The tech giant is leading the weekly plunge the S&P 500 has been experiencing losing around 9 percent this week while the S&P shed 4 percent.
This week’s closing would be the company’s worst since the five-day stretch which ended on Dec 21. It was then that U.S. equities were tumbling and many believed a bear market was incoming. The market has since obviously rebounded, but it may be coming back to bite investors again.
Losing $75B of its market capitalization, Apple has thus slid further away from its $1T valuation which it achieved earlier this month.
Apple is ultimately concerned over the escalating U.S. and China trade war. Given that most of its production line is based in China, the leading phone-maker is especially sensitive to these trade talks. China made up nearly 20 percent of Apple’s 2018 revenue.
In its latest move, the U.S. government has raised some $200B on goods coming from China. Due to the tariffs, we could see prices increase for Airpods, charging docks, Apple Watches, and other products according to Rosenblatt Securities analyst Jun Zhang. In the worst case scenario, Apple could see its earnings drop by a quarter according to analysts.

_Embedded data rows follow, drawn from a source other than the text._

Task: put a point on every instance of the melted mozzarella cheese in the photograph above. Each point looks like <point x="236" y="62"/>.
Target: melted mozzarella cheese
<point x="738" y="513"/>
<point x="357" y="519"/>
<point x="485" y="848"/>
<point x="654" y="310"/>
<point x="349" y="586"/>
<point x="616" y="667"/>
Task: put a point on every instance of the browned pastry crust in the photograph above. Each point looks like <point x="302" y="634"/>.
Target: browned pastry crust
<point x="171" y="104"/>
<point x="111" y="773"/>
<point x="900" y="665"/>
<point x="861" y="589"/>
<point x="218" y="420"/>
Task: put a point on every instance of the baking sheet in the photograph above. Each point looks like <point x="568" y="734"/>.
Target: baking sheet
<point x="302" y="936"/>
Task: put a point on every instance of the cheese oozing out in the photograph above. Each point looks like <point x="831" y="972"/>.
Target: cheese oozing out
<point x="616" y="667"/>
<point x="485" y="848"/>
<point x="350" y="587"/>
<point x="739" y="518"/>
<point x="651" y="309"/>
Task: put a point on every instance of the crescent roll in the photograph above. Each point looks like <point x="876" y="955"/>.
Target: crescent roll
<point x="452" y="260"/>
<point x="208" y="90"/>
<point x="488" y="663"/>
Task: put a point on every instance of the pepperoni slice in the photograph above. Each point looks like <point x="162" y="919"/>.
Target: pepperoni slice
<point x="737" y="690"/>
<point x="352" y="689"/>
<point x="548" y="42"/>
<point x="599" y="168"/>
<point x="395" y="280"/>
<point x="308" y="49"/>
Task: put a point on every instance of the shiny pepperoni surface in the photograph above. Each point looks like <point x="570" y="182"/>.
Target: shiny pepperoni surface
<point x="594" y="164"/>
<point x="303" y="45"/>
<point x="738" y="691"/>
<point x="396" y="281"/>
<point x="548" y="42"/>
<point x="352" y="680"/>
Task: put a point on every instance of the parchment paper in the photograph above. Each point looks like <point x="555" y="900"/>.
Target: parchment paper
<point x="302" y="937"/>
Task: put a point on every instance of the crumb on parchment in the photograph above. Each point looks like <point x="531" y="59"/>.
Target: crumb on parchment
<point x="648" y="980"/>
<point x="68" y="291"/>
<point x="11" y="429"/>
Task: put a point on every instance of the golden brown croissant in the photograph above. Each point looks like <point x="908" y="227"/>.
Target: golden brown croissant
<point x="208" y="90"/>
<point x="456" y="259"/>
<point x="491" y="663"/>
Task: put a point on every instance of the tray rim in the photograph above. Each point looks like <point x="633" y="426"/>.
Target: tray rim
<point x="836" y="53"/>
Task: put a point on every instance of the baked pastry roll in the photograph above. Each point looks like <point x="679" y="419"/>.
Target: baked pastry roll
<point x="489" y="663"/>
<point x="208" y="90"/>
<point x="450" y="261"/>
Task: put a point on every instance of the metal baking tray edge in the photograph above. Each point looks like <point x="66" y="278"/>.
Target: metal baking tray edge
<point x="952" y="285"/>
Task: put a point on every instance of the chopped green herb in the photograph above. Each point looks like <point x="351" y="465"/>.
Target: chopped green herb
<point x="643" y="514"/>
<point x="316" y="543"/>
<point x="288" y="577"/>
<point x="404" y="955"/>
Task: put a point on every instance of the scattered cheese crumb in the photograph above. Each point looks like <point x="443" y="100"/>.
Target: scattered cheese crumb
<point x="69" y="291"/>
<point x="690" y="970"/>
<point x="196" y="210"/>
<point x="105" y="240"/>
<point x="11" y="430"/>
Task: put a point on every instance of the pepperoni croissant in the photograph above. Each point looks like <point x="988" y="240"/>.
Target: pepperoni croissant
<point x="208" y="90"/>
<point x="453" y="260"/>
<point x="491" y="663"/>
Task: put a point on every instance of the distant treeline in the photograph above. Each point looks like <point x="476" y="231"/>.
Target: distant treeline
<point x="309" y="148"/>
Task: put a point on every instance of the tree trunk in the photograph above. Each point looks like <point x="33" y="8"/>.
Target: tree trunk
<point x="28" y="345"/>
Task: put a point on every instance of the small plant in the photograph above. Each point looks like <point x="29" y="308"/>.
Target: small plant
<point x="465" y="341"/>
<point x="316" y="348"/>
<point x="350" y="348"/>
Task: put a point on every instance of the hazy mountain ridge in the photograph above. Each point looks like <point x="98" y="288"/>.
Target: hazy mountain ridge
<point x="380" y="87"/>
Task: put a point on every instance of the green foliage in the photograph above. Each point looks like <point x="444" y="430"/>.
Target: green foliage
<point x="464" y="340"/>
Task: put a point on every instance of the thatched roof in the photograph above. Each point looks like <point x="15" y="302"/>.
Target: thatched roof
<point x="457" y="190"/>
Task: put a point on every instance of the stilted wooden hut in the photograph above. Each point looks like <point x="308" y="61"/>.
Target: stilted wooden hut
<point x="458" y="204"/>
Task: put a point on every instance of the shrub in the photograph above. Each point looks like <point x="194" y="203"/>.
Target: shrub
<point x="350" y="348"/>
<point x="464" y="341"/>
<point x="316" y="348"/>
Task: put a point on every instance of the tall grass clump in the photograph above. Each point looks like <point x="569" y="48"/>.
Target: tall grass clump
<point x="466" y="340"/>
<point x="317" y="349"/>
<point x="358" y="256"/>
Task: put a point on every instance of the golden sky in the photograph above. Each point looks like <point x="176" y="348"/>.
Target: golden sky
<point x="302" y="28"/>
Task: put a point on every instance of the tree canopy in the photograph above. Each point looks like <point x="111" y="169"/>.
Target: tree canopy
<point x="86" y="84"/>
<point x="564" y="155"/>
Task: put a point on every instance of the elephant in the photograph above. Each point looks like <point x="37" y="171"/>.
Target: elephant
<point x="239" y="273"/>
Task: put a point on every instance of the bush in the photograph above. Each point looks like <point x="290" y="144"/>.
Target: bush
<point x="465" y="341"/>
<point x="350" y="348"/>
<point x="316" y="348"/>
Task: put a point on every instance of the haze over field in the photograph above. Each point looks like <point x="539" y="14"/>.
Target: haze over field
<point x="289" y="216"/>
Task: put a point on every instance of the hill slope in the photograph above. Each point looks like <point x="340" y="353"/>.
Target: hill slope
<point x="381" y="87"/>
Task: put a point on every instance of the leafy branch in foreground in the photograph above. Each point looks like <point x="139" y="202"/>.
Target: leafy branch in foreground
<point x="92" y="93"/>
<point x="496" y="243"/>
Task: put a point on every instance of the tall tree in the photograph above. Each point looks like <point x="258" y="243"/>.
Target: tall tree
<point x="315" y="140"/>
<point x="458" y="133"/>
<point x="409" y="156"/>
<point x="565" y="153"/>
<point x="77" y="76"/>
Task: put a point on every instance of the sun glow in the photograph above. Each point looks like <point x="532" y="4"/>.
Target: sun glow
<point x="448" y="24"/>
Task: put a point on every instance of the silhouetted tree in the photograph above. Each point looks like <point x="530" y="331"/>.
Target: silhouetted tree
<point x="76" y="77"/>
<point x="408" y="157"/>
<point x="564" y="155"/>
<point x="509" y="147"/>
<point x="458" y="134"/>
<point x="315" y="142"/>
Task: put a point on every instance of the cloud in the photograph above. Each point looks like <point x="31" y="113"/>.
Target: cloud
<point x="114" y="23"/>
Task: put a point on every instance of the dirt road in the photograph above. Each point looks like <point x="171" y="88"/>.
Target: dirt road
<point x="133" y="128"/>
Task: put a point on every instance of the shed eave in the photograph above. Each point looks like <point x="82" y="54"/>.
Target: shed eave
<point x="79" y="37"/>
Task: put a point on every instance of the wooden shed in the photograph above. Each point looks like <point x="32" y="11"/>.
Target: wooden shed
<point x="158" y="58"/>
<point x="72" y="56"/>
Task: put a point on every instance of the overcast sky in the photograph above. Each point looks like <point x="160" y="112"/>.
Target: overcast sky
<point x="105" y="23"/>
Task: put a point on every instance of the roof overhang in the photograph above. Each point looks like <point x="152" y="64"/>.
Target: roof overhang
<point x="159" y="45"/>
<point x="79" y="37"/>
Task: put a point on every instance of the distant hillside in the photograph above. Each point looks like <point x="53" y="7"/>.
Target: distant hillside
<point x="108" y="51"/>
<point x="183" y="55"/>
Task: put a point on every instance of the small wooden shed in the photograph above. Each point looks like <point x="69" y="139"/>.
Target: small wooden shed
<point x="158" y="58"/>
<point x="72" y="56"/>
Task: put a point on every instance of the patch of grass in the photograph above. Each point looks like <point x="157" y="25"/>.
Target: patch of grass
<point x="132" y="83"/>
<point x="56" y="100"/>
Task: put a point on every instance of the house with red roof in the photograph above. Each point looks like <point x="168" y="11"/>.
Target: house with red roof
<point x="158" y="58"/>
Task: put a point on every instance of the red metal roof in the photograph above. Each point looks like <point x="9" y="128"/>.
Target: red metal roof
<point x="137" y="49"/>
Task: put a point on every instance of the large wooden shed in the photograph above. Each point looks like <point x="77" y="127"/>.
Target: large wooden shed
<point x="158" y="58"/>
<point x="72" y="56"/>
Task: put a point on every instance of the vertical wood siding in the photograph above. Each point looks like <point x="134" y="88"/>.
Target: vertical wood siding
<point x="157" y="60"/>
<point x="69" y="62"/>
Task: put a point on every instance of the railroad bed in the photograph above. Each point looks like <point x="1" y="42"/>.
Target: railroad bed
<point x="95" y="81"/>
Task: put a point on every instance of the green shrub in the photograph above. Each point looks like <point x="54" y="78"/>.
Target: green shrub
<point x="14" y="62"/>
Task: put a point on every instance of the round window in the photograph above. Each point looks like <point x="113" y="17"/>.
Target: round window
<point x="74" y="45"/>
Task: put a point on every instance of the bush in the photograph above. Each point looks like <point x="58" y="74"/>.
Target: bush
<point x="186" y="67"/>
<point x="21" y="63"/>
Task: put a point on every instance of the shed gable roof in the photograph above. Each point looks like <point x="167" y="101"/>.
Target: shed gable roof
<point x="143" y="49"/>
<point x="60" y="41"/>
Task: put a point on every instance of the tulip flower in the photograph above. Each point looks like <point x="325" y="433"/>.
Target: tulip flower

Apple may be looking to change its supply-side strategy altogether as a result of the trade war. In February of this year, the company filed with the SEC an idea for a new blockchain-based system which would allow for ‘responsible sourcing’ for its products. The system was intended to upend its global network of suppliers, likely away from China. The purported reason was for ‘human rights,’ but one could bargain that it is more likely pursuing alternative sourcing options due to the tenuous geopolitical situation.